AUTHOR=Lecca Paola , Lombardi Giulia , Latorre Roberta Valeria , Sorio Claudio
TITLE=How the latent geometry of a biological network provides information on its dynamics: the case of the gene network of chronic myeloid leukaemia
JOURNAL=Frontiers in Cell and Developmental Biology
VOLUME=11
YEAR=2023
URL=https://www.frontiersin.org/journals/cell-and-developmental-biology/articles/10.3389/fcell.2023.1235116
DOI=10.3389/fcell.2023.1235116
ISSN=2296-634X
ABSTRACT=
Background: The concept of the latent geometry of a network that can be represented as a graph has emerged from the classrooms of mathematicians and theoretical physicists to become an indispensable tool for determining the structural and dynamic properties of the network in many application areas, including contact networks, social networks, and especially biological networks. It is precisely latent geometry that we discuss in this article to show how the geometry of the metric space of the graph representing the network can influence its dynamics.
Methods: We considered the transcriptome network of the Chronic Myeloid Laeukemia K562 cells. We modelled the gene network as a system of springs using a generalization of the Hooke’s law to n-dimension (n ≥ 1). We embedded the network, described by the matrix of spring’s stiffnesses, in Euclidean, hyperbolic, and spherical metric spaces to determine which one of these metric spaces best approximates the network’s latent geometry. We found that the gene network has hyperbolic latent geometry, and, based on this result, we proceeded to cluster the nodes according to their radial coordinate, that in this geometry represents the node popularity.

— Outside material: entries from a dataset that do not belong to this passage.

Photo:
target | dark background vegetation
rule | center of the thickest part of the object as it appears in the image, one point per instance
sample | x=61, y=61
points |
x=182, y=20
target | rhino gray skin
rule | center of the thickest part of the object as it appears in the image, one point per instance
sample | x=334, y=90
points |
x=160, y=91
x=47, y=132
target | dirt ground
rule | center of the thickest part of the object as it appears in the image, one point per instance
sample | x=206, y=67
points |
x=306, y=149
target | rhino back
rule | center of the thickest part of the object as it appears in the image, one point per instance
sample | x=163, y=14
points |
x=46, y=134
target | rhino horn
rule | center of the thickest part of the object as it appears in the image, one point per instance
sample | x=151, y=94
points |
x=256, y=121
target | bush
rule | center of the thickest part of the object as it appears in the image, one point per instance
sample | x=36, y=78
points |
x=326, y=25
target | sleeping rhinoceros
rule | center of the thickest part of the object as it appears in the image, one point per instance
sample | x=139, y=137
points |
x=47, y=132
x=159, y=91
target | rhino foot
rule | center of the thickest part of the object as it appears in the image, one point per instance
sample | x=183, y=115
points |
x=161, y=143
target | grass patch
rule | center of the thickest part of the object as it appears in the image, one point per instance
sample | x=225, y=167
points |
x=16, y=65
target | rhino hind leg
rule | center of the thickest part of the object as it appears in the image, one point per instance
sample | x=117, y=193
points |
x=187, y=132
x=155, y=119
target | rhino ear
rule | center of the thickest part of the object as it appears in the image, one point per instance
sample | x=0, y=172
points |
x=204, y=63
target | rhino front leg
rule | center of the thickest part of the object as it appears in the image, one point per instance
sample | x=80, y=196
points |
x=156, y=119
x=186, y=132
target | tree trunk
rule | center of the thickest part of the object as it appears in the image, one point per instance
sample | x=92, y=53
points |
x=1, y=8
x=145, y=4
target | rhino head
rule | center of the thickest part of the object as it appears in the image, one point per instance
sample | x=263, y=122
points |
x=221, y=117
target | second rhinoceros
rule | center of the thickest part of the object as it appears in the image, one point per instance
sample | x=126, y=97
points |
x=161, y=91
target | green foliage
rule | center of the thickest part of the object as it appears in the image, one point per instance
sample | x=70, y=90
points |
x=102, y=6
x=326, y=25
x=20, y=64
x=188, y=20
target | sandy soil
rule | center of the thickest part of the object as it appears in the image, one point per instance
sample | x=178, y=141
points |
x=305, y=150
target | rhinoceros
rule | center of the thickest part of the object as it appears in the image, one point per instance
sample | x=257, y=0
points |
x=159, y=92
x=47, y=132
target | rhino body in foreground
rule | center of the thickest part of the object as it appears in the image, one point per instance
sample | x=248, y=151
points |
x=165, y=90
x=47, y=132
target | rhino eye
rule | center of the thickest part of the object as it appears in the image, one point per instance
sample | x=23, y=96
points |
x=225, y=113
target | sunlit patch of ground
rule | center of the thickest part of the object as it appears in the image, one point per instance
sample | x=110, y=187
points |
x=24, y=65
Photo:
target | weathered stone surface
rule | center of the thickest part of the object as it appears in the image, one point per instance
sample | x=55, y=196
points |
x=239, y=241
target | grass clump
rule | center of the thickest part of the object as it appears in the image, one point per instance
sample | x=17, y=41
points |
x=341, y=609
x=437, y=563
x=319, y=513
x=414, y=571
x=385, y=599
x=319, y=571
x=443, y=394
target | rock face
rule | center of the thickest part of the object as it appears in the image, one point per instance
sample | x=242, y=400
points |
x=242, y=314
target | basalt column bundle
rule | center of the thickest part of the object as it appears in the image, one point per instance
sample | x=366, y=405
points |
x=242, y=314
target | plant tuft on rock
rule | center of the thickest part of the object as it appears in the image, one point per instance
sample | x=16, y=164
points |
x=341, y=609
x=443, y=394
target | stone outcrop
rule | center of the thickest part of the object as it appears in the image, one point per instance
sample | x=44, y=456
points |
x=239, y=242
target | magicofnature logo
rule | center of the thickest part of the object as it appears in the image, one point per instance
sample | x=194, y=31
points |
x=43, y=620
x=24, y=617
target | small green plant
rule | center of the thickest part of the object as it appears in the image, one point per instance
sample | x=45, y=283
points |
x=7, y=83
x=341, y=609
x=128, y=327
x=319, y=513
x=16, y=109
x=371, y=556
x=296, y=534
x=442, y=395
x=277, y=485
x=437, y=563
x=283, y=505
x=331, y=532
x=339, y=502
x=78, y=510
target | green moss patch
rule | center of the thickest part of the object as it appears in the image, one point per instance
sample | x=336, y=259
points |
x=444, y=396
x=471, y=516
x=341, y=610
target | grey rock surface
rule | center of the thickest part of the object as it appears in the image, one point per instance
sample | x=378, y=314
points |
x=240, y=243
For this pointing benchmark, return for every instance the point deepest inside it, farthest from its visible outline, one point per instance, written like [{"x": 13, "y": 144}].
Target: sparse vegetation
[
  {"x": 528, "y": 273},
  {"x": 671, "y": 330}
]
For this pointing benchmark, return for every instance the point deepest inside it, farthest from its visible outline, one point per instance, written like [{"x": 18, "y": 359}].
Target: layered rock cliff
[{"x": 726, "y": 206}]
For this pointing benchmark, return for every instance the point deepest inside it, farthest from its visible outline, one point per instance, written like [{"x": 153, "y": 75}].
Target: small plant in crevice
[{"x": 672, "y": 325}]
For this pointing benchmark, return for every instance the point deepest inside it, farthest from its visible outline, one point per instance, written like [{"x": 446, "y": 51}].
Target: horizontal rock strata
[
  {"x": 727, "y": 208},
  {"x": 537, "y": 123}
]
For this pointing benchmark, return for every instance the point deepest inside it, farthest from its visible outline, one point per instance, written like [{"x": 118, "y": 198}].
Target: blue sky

Results: Clustering according to radial coordinate in a hyperbolic metric space when the input to network embedding procedure is the matrix of the stiffnesses of the spring representing the edges, allowed to identify the most popular genes that are also centres of effective spreading and passage of information through the entire network and can therefore be considered the drivers of its dynamics.
Conclusion: The correct identification of the latent geometry of the network leads to experimentally confirmed clusters of genes drivers of the dynamics, and, because of this, it is a trustable mean to unveil important information on the dynamics of the network. Not considering the latent metric space of the network, or the assumption of a Euclidean space when this metric structure is not proven to be relevant to the network, especially for complex networks with hierarchical or modularised structure can lead to unreliable network analysis results.